If Jack Kevorkian still has the urge to help people kill themselves, he can travel to Switzerland, which seems to have a vibrant death tourism industry. In fact, it's so vibrant, Swiss prosecutors want the government to clamp down on it because foreigners can travel to a Switzerland suicide clinic and be dead hours later. From the London Telegraph:

Prosecutors are calling for tougher regulations on Switzerland's assisted suicide clinics after uncovering evidence that some of the foreign clients they help to die are simply depressed rather than suffering incurable pain.

The clinics, which attract hundreds of foreigners, including Britons, every year, have been accused of failing to carry out proper investigations into whether patients meet the requirements of Switzerland's right-to-die laws.

In some cases, foreign clients are being given drugs to commit suicide within hours of their arrival, which critics say leaves doctors and psychologists unable to conduct a detailed assessment or to provide appropriate counselling.

Andreas Brunner, the senior prosecutor of the Zurich canton, told The Sunday Telegraph: "We are not trying to ban the so-called death tourism, but the outsourcing of suicide must be put under stricter control.

"Prosecutors look into every suicide, assisted or not, and there are many cases where it is not clear whether the assisted person has chosen death in full possession of their decision-making capacity. But investigations are difficult due to lack of evidence after the suicide.

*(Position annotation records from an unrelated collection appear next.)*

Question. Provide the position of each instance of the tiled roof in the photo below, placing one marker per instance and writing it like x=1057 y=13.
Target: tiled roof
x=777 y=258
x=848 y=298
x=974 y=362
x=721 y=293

"We, therefore, demand that the federal government amend the legislation to enable closer and lengthier monitoring of suicide patients before their deaths."

First, those in the death culture tell us to let the terminally ill or those who are in pain die with dignity by not just allowing them to kill themselves but by allowing doctors to assist them in the process. Now, we find that people who aren't terminally ill or in pain but are just depressed, a state that can be reversed with the correct medications, are now finding it very easy to kill themselves as well.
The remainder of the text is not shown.